Posted on 08/10/2006 9:49:54 AM PDT by Sax

Q&A: Liquid explosives

An alleged plot to blow up planes from the UK mid-flight and cause "mass murder on an unimaginable scale" has been disrupted, Scotland Yard has said. It is thought the plan was to detonate explosive devices smuggled in hand luggage on to as many as 10 aircraft.

BBC security correspondent Gordon Corera said the plan "revolved around liquids of some kind". One theory is that the attack may have involved liquid explosive being carried on to a plane in either drink bottles or cans. Dr Clifford Jones, an explosives expert from the University of Aberdeen, says even a small amount of liquid explosives carried on to an aircraft would result in a catastrophic explosion.

What are liquid explosives? The best place to start is with the term "high explosive"; these can be either solid or liquid. Of course, the most famous ones are solid, such as Dynamite and TNT.

One liquid explosive is a general use explosive that is used in quarries. However, I would not be surprised if it is possible to produce solid explosives in liquid form.

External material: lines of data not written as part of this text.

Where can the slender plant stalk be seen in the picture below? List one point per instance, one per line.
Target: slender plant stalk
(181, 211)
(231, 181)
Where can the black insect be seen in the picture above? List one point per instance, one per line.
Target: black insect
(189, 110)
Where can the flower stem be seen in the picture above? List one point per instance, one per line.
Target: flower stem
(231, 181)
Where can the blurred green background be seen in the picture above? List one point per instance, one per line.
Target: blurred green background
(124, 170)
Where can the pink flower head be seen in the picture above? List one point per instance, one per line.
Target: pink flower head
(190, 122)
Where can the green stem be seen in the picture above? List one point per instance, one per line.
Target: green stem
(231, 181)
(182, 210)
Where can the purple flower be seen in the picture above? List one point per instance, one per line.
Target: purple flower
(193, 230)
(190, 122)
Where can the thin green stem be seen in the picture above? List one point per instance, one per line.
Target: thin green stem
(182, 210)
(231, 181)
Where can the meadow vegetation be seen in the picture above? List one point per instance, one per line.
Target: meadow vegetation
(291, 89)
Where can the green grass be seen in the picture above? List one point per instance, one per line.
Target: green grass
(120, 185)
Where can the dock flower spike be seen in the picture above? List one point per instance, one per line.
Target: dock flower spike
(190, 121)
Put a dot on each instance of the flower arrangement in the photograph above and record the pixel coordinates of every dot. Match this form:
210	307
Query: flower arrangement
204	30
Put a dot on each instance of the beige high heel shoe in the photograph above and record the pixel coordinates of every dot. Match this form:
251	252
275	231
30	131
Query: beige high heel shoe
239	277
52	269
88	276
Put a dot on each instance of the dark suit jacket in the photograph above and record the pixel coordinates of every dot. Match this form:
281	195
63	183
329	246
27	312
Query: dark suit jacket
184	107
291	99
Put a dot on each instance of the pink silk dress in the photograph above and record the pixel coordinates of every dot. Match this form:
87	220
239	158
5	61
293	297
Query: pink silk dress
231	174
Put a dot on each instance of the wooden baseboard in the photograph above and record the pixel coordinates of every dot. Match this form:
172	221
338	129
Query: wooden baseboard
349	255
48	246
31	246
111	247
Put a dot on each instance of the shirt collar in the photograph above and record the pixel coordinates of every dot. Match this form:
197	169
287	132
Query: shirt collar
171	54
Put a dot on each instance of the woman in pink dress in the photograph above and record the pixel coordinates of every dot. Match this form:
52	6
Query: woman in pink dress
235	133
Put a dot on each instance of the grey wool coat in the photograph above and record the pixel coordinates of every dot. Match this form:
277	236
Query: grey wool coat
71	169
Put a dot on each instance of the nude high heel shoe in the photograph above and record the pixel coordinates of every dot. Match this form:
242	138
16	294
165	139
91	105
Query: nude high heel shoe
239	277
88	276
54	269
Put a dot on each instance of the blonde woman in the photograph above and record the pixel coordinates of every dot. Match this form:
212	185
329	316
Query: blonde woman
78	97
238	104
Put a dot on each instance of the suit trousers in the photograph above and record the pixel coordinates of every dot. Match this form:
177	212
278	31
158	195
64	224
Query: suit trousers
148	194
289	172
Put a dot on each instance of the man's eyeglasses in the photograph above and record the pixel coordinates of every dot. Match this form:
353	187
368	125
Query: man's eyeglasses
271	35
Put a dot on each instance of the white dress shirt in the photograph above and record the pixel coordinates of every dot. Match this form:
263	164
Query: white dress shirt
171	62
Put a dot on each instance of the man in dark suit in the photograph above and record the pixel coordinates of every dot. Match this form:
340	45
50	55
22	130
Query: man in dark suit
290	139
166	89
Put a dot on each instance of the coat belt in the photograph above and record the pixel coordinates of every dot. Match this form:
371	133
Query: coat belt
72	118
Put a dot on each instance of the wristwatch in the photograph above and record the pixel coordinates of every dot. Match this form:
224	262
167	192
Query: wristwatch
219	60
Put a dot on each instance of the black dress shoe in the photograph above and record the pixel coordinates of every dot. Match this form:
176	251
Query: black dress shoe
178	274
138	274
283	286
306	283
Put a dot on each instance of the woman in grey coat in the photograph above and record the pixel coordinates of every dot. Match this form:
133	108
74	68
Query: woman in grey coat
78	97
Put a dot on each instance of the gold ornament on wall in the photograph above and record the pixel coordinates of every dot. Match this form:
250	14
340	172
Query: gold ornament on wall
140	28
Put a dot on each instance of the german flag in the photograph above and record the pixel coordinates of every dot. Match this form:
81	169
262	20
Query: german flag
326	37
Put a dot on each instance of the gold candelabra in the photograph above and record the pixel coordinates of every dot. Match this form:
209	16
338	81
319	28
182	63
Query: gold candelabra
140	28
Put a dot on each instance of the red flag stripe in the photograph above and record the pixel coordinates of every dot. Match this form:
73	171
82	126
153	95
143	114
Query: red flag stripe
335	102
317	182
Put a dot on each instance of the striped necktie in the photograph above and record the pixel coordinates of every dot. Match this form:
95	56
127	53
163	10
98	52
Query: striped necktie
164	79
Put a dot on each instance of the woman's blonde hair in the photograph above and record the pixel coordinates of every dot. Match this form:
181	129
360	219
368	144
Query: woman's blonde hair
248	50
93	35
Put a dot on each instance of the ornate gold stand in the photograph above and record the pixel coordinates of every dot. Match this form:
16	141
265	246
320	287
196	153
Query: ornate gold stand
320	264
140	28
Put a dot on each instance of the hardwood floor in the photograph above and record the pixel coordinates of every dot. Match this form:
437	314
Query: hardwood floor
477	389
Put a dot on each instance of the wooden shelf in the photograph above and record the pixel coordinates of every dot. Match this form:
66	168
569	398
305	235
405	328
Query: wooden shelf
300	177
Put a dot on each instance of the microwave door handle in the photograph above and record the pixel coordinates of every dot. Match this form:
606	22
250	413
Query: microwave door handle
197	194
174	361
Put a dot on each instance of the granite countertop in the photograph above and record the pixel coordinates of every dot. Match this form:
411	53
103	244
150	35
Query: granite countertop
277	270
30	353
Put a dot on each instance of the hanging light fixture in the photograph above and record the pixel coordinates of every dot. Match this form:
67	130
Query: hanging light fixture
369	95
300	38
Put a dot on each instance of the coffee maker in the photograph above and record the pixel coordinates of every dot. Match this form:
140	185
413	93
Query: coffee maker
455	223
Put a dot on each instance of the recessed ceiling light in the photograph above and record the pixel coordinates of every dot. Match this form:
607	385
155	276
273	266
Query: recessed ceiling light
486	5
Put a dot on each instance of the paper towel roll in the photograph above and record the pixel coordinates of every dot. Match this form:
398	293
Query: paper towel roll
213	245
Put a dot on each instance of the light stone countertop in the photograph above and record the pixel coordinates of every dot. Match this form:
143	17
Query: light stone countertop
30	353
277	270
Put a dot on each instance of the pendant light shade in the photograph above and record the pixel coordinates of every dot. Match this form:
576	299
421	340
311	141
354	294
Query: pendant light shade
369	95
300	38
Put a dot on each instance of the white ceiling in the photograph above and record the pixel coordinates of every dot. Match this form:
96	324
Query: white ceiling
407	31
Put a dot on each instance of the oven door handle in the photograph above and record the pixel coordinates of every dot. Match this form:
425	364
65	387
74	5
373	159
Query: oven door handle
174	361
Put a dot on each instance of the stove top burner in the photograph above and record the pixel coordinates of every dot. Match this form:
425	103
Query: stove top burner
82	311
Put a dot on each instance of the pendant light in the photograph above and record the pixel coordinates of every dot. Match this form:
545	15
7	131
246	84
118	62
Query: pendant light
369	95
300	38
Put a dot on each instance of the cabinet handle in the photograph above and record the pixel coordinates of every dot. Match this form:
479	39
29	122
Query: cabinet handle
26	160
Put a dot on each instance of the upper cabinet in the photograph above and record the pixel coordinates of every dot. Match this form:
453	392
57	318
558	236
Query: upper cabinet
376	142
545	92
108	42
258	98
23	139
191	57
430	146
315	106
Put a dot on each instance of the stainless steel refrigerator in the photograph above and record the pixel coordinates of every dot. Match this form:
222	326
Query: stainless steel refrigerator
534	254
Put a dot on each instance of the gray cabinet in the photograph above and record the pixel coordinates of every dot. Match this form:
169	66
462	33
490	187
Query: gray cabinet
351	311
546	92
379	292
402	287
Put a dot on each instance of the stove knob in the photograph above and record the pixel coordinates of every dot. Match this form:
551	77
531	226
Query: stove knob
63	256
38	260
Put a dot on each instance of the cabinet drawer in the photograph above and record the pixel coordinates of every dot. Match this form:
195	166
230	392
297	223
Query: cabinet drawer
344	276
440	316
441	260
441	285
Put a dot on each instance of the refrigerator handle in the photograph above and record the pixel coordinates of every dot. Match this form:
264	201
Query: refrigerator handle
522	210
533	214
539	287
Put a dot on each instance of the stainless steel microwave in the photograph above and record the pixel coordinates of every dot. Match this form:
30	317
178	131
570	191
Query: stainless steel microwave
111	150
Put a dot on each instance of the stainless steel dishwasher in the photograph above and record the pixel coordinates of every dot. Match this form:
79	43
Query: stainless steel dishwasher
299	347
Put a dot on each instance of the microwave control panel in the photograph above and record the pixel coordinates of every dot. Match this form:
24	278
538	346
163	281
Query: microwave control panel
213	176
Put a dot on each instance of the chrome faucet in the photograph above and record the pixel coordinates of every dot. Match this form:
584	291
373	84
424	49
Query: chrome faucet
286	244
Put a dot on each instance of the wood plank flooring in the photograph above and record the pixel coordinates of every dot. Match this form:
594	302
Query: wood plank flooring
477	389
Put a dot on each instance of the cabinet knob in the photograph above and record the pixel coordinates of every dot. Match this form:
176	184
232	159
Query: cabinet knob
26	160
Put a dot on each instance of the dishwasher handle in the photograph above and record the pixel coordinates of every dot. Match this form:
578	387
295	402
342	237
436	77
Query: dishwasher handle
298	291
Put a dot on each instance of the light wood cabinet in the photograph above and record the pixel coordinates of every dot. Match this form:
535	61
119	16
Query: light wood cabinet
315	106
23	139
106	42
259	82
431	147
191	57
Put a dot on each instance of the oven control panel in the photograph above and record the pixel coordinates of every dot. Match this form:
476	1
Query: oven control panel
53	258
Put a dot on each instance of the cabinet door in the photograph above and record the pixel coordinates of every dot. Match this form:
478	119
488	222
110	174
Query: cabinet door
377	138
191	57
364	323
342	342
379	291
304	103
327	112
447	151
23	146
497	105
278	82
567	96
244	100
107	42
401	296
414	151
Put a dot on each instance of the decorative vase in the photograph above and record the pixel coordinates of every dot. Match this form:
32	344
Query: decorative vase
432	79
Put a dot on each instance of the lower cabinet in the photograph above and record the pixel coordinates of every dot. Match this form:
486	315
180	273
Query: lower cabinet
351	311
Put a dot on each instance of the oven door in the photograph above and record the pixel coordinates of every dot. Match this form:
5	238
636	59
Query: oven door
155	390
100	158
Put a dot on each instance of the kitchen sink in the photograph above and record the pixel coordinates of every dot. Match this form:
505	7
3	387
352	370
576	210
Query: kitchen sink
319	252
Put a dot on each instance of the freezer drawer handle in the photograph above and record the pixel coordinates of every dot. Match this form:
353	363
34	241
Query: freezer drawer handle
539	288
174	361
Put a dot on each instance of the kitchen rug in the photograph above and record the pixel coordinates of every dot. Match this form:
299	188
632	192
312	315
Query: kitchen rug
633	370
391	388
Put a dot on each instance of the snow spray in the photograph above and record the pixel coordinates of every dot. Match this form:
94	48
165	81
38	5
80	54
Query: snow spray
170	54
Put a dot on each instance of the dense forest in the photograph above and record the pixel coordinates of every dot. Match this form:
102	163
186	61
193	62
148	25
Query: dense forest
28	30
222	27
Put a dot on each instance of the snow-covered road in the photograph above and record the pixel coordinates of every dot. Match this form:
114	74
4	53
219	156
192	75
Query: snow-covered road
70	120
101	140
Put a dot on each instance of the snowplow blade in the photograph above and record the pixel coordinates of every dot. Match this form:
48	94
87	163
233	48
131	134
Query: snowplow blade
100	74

How do they work? Usually when something burns, it is subsonic and there is very little pressure effect. With high explosives, the rate of burning is extremely rapid and exceeds the speed of sound. As a result of that there is something called "overpressure" - pressure greater than the surrounding atmospheric pressure. Massive overpressure is not needed to cause damage. An excess of 1% can break windows, and an overpressure of 10% can harm or kill people and cause structural damage to buildings. An overpressure of just 2% could break the windows of the aeroplane, and 10% would wreck the aircraft and possibly kill the people in it before it reached the ground. By the time the damage is caused, the chemistry has finished and physics has taken over.

How are they made? There are such things as liquid explosives that are high explosives and they behave in exactly the same way as solid explosives, such as TNT. But there are also explosives that are made by mixing a solid and a liquid - one being the oxidant and the other being the fuel. Unlike most high explosives, they do not contain the fuel and oxidant in the same molecule but they do contain them in sufficiently close contact to cause a blast.

Are the components difficult to get hold of? No, it is very easy. Ordinary household substances could be used. Specialist knowledge or equipment needed to make? If someone wanted to obtain a solid high explosive in a liquid form, it would not be difficult for a trained chemical technologist. But if someone was using a backyard laboratory it is more likely they would go for the two component approach. Not a lot of experience is needed, the principles are quite simple but it would be a hazardous process of trial and error. I would not want to be messing about these things. It has been known for schoolboys to go home and attempt this and blow their house up.

Could an explosive device be carried on to an aeroplane? The size of a device necessary could be carried in hand baggage. Explosives in a toilet bag, certainly inside a shoulder bag would be enough to meet the terrorists' needs. They could be quite hard to detect because I do not think any of the things we have mentioned would respond to x-rays. For example, a liquid hydrocarbon fuel could pass as mineral water.

The question is how do you get something packed into a bag so it does not look suspicious?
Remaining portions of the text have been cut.